Me and Big Pharm, Part Three, The Tale of Risperidone

Recently out of my residency and military obligation a new and exciting medicine was marketed named Risperidone. Now the excitement was understandable. It is an antipsychotic. Psychosis is the doctor name for nuts. Psychosis is generally understood as marked alterations in the normal patterns of perception (hearing voices), belief (they're all out to get me and I know this to be absolute fact) and thought process (hard to follow and gives you a headache trying to understand what they are talking about.
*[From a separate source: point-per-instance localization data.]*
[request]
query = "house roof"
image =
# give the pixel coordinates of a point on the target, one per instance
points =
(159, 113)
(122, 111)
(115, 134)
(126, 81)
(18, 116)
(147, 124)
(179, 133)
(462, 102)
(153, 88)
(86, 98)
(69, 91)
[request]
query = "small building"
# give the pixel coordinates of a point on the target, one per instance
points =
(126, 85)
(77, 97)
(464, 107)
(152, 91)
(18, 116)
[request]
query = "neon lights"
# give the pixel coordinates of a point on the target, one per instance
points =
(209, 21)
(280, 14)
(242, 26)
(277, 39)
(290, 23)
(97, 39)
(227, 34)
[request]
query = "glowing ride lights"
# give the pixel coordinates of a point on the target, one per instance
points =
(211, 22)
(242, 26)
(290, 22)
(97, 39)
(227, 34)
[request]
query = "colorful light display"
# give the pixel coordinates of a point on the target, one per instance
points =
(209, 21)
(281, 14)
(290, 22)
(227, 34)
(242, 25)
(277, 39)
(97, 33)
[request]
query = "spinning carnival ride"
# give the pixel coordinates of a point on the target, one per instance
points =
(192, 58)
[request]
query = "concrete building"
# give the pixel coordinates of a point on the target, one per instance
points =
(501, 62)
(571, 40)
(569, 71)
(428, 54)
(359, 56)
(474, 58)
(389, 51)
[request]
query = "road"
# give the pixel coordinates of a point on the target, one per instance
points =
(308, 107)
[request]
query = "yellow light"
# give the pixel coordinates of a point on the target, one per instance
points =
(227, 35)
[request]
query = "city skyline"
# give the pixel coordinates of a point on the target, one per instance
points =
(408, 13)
Now many things can cause this from a nasty brain tumor to PCP. The "pure" psychiatric diagnosis is schizophrenia, severe bipolar, psychotic depression or similar.

The problem is that all the medications available were nasty and the patients hated them. Shrinks gave whopping doses for sedation only increasing side effects. So many patient skipped them and relapsed again. They were only partially effective at best. And who wants to put up with very stiff muscles, your eyes rolling back in your head, dopey sedation, dizziness on standing, dry mouth, shaking,...?

But the superhero was in Europe-Clozaril. This stuff was clearly more effective, much more. I can vouch for that in my own practice. But superdrug had plenty of Kryptonite: Sedation, seizures and a very nasty decrease in white blood cells resulting in several deaths. So the FDA was slow to approve and the monitoring was extensive.

So along comes risperidone/Risperidal. The studies showed it was more effective and had less side effects. But there was this funny 3mg twice a day dosing for everyone, not something you see for any psychotropic except Antabuse for alcoholics.

So I tried it whereever it could be useful. I was, and continue to be unimpressed. I have seen the same stiffness and rigidity in the old stuff. It doesn't appear any more effective than the old stuff. It does however make buck for the manufactureer. I'm not saying it doesn't help many people and maybe others have done better with it. There are other new meds now in this class that are superior, at least in side effects.

I have however eaten some very nice meals and only by relocating missed my free golf weekend at a seaside resort. Thanks for the food, but I cannot see prescribing an expensive drug when it doesn't have much benefit over a cheaper one. The problems are minimized by lower doses, but then so also with the old cheap meds. I gave this stuff every attempt to find a good use and prove itself to me. I never expected Michael Jordan here, but Luke Walton would have been cool. Instead our hero is Sam Bowie. Who you ask? He was taken before Jordan, Barkley and Stockton in the 1984 NBA Draft.